Figure 6. Amounts of sugars quantified during shelf-life at 20 ºC. Experiments were performed with SLC: freshly harvested fruit placed directly at 20 ºC during two days; LTA: samples transferred 1 day at 20 ºC from air at low temperature; LTC: samples transferred 1 day at 20 ºC from CO2 pretreatment. A) Sucrose (mg g-1 FW); B) Glucose (mg g-1 FW); C) Fructose (mg g-1 FW); D) Myo-inositol (µg g-1 FW); E) Trehalose (µg g-1 FW); F) 1-Kestose (µg g-1 FW); G) 6G-Kestose (µg g-1 FW); H) Nystose (µg g-1 FW); I) Kestopentaose (µg g-1 FW); J) Raffinose (µg g-1 FW); K) Estaquiose (µg g-1 FW). Graphs represent the average of at least three independent replicates (each one contains 10 fruits) quantified. Error bars indicate ± SEM; *P < 0.05, **P < 0.01, ***P< 0.001; Student’s t‐test of SLC versus LTA or LTC value.

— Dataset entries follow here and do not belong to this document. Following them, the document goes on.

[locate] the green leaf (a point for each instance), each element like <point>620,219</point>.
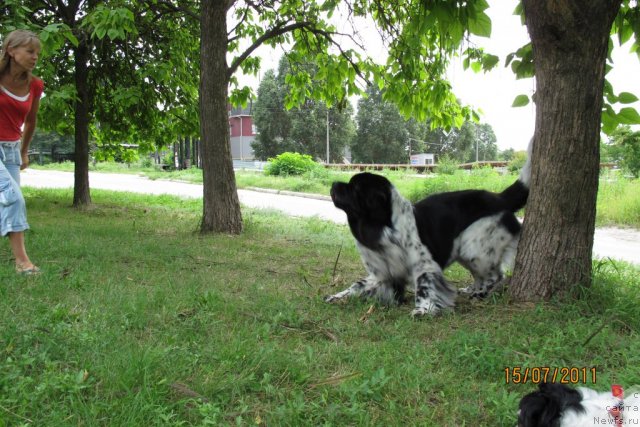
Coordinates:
<point>627,98</point>
<point>609,121</point>
<point>629,116</point>
<point>481,25</point>
<point>489,61</point>
<point>520,101</point>
<point>625,33</point>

Figure 7. Expression levels of the main sucrose metabolism genes during shelf-life at 20 ºC. Experiments were performed with SLC: freshly harvested fruit placed directly at 20 ºC during two days; LTA: samples transferred 1 day at 20 ºC from air at low temperature; LTC: samples transferred 1 day at 20 ºC from CO2pretreatment. A) Sucrose (mg g-1 FW); B) Glucose (mg g-1 FW); C) Fructose (mg g-1 FW); D) Myo-inositol (µg g-1 FW); E) Trehalose (µg g-1 FW). Graphs represent the average of three independent biological experiments quantified by qPCR. Error bars indicate ± SEM; *P < 0.05, **P < 0.01, ***P < 0.001, ****P < 0.0001. Student’s t‐test of SLC versus LTA or LTC value.
Figure 8. Changes in weight loss (%) during storage and during shelf-life compared to strawberry fruit immediately after harvest. Fruit weight losses were measured in strawberry fruit at 2d Air, 7d Air: air stored fruits during 2 or 7 days; 2d CO2: fruits treated during 2 days with CO;, 2d CO2+5d Air: fruits treated during 2 days with CO2 plus 5 days in air; SLC: freshly harvested fruit placed directly at 20 ºC during two days; LTA: samples transferred 1 day at 20 ºC from air at low temperature; LTC: samples transferred 1 day at 20 ºC from CO2 pretreatment. Graphs represent the average of at least 16 (n=16-52) independent experiments. Error bars indicate ± SEM; **P < 0.01, ****P < 0.0001. Student’s t‐test of each comparison is indicated.